# Multiplex functional assay of variant effect in the retinal transcription factor CRX

> **NIH NIH F30** · WASHINGTON UNIVERSITY · 2024 · $53,974

## Abstract

PROJECT SUMMARY
The transcription factor Cone-Rod Homeobox (CRX ) is a master regulator of photoreceptor cell fate. Sequence
variants in CRX can cause Retinitis Pigmentosa, Cone-Rod Dystrophy, and Leber Congenital Amaurosis, all
inherited causes of vision loss and blindness. CRX is the only gene implicated in the pathogenesis of all three of
these diseases, which present with both rod- and cone-centric phenotypes of varying age of onset and severity.
Several CRX variants have been reported to cause severe dominant disease through antimorphic genetic interac-
tions with wild-type CRX, and yet these mutations are adjacent to variants which are benign or only cause mild,
recessive disease. Determining which mutations in CRX are pathogenic and quantifying their effect on functional
activity is prerequisite to interpreting patient variation and predicting patient phenotypes.
However, most variants in CRX are “Variants of Uncertain Significance” (VUS), meaning that insufficient clinical
or functional evidence exists to determine their pathogenicity.
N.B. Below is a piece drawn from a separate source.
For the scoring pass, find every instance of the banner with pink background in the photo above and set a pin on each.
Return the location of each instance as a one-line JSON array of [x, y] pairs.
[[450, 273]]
Without a robust catalog of human genetic
variation, advances in patient sequencing cannot be translated into clinical guidance or therapies for patients with
uncharacterized variants. One potential solution to this challenge is Deep Mutational Scanning (DMS), which
uses massive libraries of variant sequences in multiplexed assays to simultaneously measure the functional
consequence of thousands of variants in a gene of interest in a single experiment. In DMS, each gene variant is
assigned a quantitative functional pathogenicity score based on its activity in a molecular assay.
This proposal will use DMS to simultaneously assay the transcriptional activity and abundance of all point
substitutions, truncations, and frameshifts in CRX. The direct product of this work will be a “look-up table” listing
the functional consequence of every CRX variant on protein activity and stability, which will be directly applicable
to clinical variant classification and decision making. Given the retina's privileged location as a facile target for
gene therapy, a catalog of human variation in CRX could inform the clinical management of patients afflicted with
inherited retinopathies in the near term. Furthermore, this work will establish an extensible platform for additional
DMS studies of other retinal transcription factors, broadly expanding our understanding of inherited retinal disease.

## Key facts

- **NIH application ID:** 10789872
- **Project number:** 5F30EY033640-03
- **Recipient organization:** WASHINGTON UNIVERSITY
- **Principal Investigator:** James Lewis Shepherdson
- **Activity code:** F30 (R01, R21, SBIR, etc.)
- **Funding institute:** NIH
- **Fiscal year:** 2024
- **Award amount:** $53,974
- **Award type:** 5
- **Project period:** 2022-02-01 → 2026-01-31

## Primary source

NIH RePORTER: https://reporter.nih.gov/project-details/10789872

## Citation

> US National Institutes of Health, RePORTER application 10789872, Multiplex functional assay of variant effect in the retinal transcription factor CRX (5F30EY033640-03). Retrieved via AI Analytics 2026-05-23 from https://api.ai-analytics.org/grant/nih/10789872. Licensed CC0.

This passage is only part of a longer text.